The MDA Government has completed 2 years and 5 months in office. The public expects a rejig where ministers who have not performed well in their respective departments would have to cede space for others to replace them. After all, a government is not about individuals holding power but of using that power and authority to make peoples’ lives better through a more empathetic governance system where peoples’ needs are addressed and those farthest from the seat of government in Shillong can feel its impacts. If corporates use key performance indicators (KPI) to measure the efficacy of their workers especially at the higher levels where performance is linked to profits why cannot the same yardstick be adopted by governments? Considering that every government will either be voted back to power or voted out depending on its ministers’ performance it is even more crucial that some yardstick for efficiency measurement is adopted.

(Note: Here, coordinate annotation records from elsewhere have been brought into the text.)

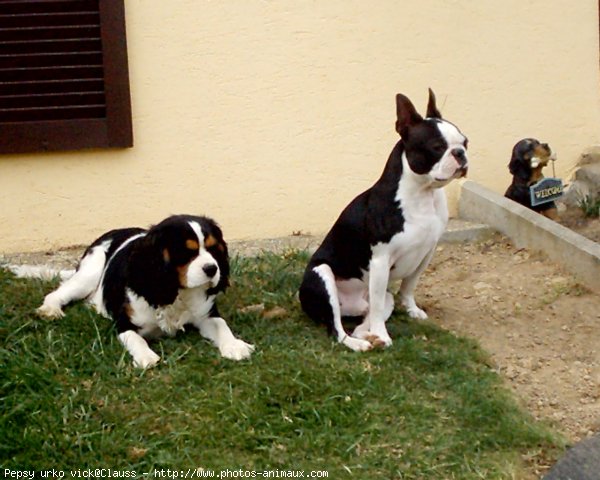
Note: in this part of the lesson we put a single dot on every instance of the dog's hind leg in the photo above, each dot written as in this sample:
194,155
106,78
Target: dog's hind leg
81,285
319,299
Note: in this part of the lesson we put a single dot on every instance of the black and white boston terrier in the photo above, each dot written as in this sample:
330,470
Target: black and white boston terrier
389,232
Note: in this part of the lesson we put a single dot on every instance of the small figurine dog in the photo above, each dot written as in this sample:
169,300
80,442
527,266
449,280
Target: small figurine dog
529,157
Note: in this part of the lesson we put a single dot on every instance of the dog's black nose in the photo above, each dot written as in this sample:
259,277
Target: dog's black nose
459,154
210,270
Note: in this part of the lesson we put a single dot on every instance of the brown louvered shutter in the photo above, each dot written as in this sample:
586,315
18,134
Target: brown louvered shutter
64,81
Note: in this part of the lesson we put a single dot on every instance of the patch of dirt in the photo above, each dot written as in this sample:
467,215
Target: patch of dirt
539,325
574,219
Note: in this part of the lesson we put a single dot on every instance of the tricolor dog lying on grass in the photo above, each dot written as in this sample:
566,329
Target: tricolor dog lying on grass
153,282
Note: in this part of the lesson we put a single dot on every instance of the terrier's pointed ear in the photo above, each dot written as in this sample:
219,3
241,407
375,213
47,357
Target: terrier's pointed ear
406,114
432,111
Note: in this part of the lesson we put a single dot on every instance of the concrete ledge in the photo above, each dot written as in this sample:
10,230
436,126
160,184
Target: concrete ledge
533,231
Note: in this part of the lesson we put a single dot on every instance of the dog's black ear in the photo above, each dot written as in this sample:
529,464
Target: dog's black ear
406,114
519,167
432,111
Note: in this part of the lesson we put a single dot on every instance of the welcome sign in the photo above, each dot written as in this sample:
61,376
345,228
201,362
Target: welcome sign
546,190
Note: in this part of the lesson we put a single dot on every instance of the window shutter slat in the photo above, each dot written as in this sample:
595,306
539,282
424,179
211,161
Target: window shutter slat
50,42
56,59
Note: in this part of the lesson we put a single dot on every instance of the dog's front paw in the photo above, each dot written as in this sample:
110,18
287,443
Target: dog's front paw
146,359
356,344
379,338
417,313
50,311
236,349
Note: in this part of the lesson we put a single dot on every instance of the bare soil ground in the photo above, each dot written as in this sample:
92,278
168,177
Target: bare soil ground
538,323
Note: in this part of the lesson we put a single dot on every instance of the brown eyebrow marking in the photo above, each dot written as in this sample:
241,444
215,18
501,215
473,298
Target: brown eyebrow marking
210,241
192,244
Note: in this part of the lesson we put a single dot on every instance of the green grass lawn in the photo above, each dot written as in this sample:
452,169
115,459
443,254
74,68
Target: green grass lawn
429,407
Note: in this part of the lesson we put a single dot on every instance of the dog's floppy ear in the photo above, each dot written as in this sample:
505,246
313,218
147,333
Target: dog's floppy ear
432,111
406,114
519,167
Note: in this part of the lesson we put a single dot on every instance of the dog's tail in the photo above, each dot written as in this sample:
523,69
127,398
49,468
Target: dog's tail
42,272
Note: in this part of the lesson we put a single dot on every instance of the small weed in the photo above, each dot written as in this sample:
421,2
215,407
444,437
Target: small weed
590,206
427,407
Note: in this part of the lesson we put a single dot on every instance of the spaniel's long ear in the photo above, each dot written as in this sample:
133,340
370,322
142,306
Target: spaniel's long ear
406,114
432,111
217,246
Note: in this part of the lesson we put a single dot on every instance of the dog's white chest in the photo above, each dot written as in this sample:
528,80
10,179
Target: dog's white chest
189,305
425,221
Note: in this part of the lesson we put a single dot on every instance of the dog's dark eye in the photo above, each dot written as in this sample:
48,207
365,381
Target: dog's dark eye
439,147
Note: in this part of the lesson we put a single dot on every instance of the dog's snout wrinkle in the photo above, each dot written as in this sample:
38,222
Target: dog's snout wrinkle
210,270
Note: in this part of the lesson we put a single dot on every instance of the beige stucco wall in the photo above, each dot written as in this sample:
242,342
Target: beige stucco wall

The MDA-02 government in its second term has taken several decisions in key sectors such as entrepreneurship among young risk-takers in various sectors, the CM Connect programme etc., there are departments that need course correction. The Environment and Forest Department is sluggish and almost blind to the destruction caused to the environment. Even the Public Works Department is a slow-moving coach where projects have longer gestation periods apart from the quality of roads remaining decrepit. The Education Department has been in the eye of the storm with several unresolved issues that need a firm handling instead of blasé statements from the minister. The Public Health Engineering Department needs to be held to account since the Jal Jeevan Mission programme has seen only pipes being laid with no water flowing through them even in peri-urban localities like Laitkor etc.
Governance in Meghalaya is Shillong-centric while the villages continue to labour under a system that barely addresses their needs. That after 50 years of statehood Meghalaya should be having schools where classes cannot be held when there’s heavy rainfall because rainwater enters the classroom is a shocking reality. It shows that MLAs representing those constituencies don’t care because they don’t speak about such lapses in the Assembly. If education was a priority for our elected representatives they would have laboured at length on the poor educational infrastructure during the Assembly sessions but that is not heard. That is because these MLAs don’t know what’s ailing the education system in their constituencies. True that the majority of MLAs from the Garo Hills are from the ruling party – the NPP and are therefore bound by their party rules not to raise such embarrassing issues in the Assembly. But unless the Chief Minister removes poor performers and brings in new faces who could deliver better, then the state is doomed to be governed by inefficient ministers whose pre-occupation is to better their own prospects even while the governed slip down the poverty line. Considering that poverty is real and ‘in your face’ in Meghalaya, the Chief Minister ought to have a minister in charge of Poverty Alleviation. Let’s see what policies this minister will come up with.